Ultra Primitive Humanoid Object (1981 - 1995)

The Venus of Berekhat Ram is ‘a grooved scoria pebble that was excavated during the summer of 1981 at the Acheulian site of Berekhat Ram’ by Naama Goren-Inbar. It was unearthed between ‘two basalt flows that overlie and underlie the archaeological horizon and are dated to 233,000 ± 3,000 years’ , making it roughly 235,000 years old. It is small in size, 35mm x 25mm x 21mm , and weighs 10.33g . In the initial report, on discovery, Goren-Inbar suggested that this small object was an effort of the prehistoric human hand, being the earliest example of an Ultra Primitive Humanoid Object:

‘The grooves described above are considered here to be artificial and purposefully man made.’

Alongside the object, a number of tools were discovered, which displayed well-defined examples of sculpting techniques typical of the time. It was therefore concluded that:

‘Based on this evidence we assume that the inhabitants of the Acheulian site were both physically and mentally capable of modifying pebbles to achieve a required form.’

There then ensued an argument, between 1981 and 1995, between archaeological papers, over its validity as an object of human effort as opposed to an outcome of natural forces. There were many archaeologists who did not recognize symbolic objects prior to the Upper Paleolithic (see Chase and Dibble 1992; Bednarik 1989, 1992; Davidson and Noble 1989; Davidson 1990; Schepartz 1993) , and its validity was strongly contested between it’s discovery in 1981 and Alexander Marshack’s paper in 1995, which provided sufficient evidence for the object to be assumed a product of human intention. Andrew Pelcin was the main opposition to Goren-Inbar’s discovery, expressing in his paper:

‘It is not only conceivable but probable that the figurine is entirely of geologic origin.’

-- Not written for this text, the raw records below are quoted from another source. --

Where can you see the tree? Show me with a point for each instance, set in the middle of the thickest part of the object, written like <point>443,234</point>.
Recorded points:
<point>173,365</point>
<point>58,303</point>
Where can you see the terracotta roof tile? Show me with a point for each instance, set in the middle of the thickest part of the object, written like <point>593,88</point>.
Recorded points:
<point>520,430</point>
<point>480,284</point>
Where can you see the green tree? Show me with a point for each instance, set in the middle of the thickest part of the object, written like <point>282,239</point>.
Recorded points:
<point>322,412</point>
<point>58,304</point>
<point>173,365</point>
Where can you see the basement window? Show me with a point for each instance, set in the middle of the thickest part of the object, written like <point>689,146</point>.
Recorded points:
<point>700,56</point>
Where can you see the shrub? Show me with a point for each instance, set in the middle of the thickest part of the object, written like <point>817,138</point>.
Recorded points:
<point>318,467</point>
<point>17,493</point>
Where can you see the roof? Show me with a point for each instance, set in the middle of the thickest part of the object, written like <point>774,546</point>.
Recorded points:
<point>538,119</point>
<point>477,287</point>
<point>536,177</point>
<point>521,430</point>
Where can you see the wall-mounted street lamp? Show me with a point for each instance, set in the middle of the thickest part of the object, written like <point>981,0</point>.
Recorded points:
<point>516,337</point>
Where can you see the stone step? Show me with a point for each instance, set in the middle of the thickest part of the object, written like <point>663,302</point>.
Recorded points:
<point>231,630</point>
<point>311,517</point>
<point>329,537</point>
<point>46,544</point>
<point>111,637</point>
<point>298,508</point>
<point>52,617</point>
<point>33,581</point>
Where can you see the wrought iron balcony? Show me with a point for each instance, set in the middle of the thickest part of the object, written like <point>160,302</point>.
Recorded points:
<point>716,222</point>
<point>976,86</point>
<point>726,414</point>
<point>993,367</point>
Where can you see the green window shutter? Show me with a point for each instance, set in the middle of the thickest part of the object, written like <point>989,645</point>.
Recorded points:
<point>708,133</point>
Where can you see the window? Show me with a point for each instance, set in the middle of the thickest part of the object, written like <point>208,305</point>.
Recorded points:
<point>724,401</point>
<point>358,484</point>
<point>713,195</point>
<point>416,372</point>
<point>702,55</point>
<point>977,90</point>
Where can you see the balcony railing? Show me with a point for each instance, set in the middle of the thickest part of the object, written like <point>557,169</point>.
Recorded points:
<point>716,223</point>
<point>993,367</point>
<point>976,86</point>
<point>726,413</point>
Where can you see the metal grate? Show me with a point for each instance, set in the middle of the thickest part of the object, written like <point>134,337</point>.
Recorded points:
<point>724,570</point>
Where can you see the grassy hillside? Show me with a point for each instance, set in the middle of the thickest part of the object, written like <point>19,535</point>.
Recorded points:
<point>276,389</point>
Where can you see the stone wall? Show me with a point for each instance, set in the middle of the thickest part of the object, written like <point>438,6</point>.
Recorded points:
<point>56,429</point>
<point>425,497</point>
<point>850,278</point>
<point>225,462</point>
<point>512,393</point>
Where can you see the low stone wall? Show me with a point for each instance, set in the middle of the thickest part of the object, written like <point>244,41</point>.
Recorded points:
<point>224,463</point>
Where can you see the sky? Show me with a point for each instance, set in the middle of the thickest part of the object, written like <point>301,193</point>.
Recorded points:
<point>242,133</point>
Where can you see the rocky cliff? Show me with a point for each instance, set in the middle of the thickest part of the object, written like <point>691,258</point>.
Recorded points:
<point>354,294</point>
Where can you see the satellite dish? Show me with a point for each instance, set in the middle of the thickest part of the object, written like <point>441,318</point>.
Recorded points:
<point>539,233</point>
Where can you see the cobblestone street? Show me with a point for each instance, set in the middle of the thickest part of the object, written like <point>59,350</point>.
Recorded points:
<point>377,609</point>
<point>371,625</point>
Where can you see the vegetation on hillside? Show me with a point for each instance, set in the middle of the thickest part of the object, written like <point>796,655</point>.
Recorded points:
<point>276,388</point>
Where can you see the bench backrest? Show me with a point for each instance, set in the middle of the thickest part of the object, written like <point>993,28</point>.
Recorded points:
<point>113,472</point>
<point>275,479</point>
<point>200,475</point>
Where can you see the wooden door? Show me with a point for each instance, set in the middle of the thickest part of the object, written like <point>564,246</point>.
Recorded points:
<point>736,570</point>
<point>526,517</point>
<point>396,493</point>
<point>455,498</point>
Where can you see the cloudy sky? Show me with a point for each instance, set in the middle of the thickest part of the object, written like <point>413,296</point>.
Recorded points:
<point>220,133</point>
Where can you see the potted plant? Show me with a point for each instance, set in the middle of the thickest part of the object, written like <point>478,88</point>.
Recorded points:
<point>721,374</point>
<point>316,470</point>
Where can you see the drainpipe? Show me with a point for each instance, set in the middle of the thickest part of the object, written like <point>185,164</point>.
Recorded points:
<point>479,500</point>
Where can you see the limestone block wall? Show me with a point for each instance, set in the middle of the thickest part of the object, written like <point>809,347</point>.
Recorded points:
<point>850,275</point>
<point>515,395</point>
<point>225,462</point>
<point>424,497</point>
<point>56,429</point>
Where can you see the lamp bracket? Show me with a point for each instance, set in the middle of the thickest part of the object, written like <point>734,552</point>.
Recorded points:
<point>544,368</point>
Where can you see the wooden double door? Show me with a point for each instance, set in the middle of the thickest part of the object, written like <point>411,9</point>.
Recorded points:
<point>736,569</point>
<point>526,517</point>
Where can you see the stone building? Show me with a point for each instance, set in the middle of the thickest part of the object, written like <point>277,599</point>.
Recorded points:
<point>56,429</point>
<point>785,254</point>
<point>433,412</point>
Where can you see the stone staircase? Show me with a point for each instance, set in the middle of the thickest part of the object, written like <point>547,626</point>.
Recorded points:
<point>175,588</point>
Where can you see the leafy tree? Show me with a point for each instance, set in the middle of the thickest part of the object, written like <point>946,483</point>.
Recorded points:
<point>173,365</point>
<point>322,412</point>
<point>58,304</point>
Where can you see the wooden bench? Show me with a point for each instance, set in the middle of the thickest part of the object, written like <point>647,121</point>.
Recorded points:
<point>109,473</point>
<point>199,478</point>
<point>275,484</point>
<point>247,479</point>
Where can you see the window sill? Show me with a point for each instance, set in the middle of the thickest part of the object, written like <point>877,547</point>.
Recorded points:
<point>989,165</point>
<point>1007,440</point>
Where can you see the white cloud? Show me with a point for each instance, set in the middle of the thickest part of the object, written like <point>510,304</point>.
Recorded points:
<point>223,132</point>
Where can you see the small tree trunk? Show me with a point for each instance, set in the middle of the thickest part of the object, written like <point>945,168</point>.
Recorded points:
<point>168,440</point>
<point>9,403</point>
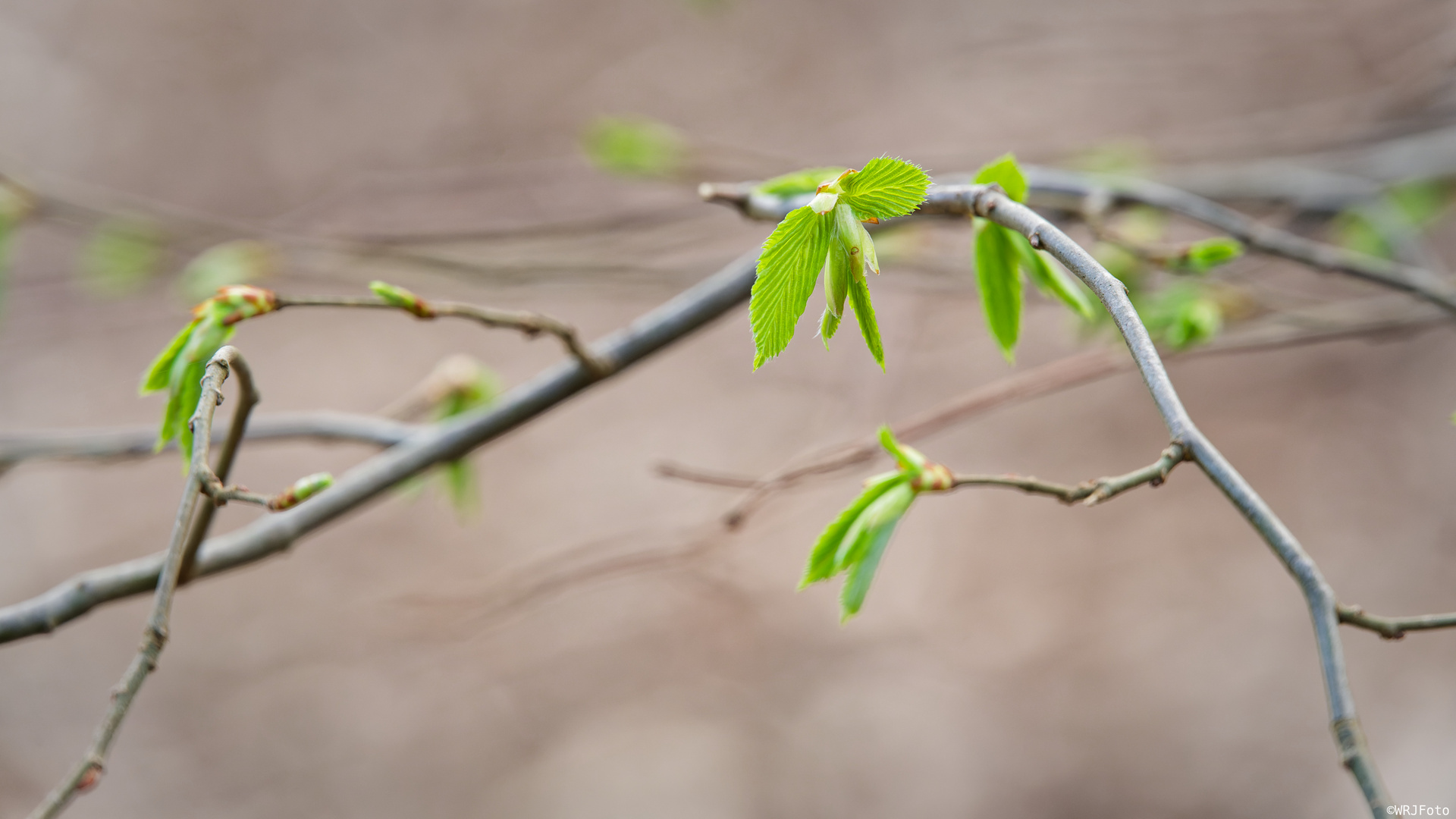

Pelcin called for scoria from the same archaeological shelf to be compared to the object, and stated that the ‘symbolic nature’ could not be discussed until the object was validated. In opposition to Pelcin, Marshack worked with Sergio Peltz in 1995, a specialist in scoria and the pyroclastic materials of Israel and ‘Peltz reported that it was clear that “human hands had worked a fragment of the pyroclastic rock”’.